Amazon founder Jeff Bezos sits atop one of the most successful companies of our time, not to mention a personal fortune of some $150 billion. I think we can all agree that by any meaningful definition the guy is pretty smart. It's also obvious he has a talent for surrounding himself with other smart people who can help make his vision reality.
How does he find them? It's a question he addressed when he stopped by the Basecamp offices a few years ago, the company's founder, Jason Fried, reports on the Basecamp blog. And the answer Bezos gave was the exact opposite of what most folks would expect.
Smart people are actually wrong a lot.
Most of us, when we want to figure out if someone is smart, ask if the person is frequently right: Do they have correct knowledge about the world and their area of expertise? Do they come up with the right answers when faced with hard problems? Do their predictions turn out to be right?

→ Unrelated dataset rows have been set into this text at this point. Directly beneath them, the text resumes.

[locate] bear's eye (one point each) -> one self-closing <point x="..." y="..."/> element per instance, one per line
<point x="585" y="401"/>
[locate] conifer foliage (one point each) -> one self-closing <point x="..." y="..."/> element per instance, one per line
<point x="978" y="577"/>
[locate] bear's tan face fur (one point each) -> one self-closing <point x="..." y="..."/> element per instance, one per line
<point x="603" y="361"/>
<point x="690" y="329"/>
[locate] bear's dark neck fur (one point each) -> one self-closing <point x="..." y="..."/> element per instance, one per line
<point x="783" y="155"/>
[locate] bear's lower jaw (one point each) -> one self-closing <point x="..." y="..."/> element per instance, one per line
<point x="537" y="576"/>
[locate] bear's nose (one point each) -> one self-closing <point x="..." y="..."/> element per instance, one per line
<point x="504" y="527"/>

But Bezos's counterintuitive strategy isn't just to look at how often people are right. Instead, he also looks for people who can admit they are wrong and change their opinions often.
Bezos has "observed that the smartest people are constantly revising their understanding, reconsidering a problem they thought they'd already solved. They're open to new points of view, new information, new ideas, contradictions, and challenges to their own way of thinking," Fried reports the Amazon boss saying.

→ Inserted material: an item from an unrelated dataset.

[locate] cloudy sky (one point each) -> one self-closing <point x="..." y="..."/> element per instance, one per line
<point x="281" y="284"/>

"Consistency is the hobgoblin of little minds."
That willingness to consider new information goes hand in hand with a willingness to admit your old way of thinking was flawed. In other words, to be super smart you have to change your mind a lot. Essayist Ralph Waldo Emerson famously said, "Consistency is the hobgoblin of little minds." Bezos apparently agrees that consistency is overrated.

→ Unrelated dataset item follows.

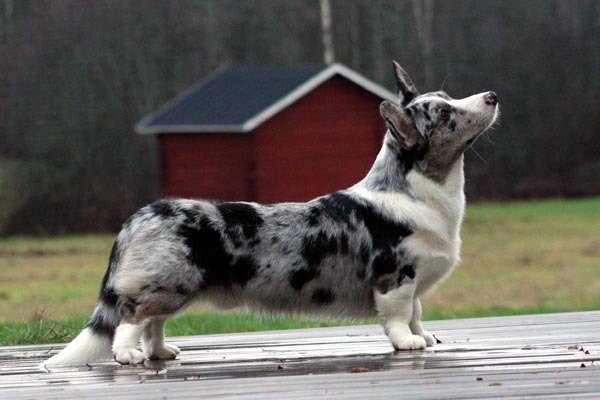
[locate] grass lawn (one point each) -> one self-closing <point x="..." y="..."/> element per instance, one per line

"He doesn't think consistency of thought is a particularly positive trait," Fried reports. "It's perfectly healthy?--?encouraged, even?--?to have an idea tomorrow that contradicts your idea today."
It's not just 19th-century philosophers who agree with Bezos. Modern science does too, although psychologists have a less poetic way of speaking about the flexibility of mind Bezos prizes. They call it intellectual humility. Studies of decision making show that people who are more willing to entertain the idea that they're wrong make markedly better choices. Being wrong, they understand, isn't a sign of stupidity. It's a sign of curiosity, openness to new information, and ultimately smarts.
If famous essays, top CEOs, and the latest research aren't enough to convince you that to be smarter, you need to also be frequently wrong, you can also take it from the undoubtedly smart futurists at Palo Alto's Institute for the Future. According to Stanford professor Bob Sutton, they encapsulate this trait of highly intelligent folks this way: "strong opinions, which are weakly held."
As the futurists explained to Sutton, weakly held (and therefore often changed) opinions are important because they mean you aren't "too attached to what you believe," which "undermines your ability to 'see' and 'hear' evidence that clashes with your opinions."
So next time you're trying to determine if someone is actually super smart or simply bluffing, don't ask whether they're always right. Instead, ask when was the last time they changed their opinion. If they can't name lots of times they were wrong, they're probably not as smart as they want to appear.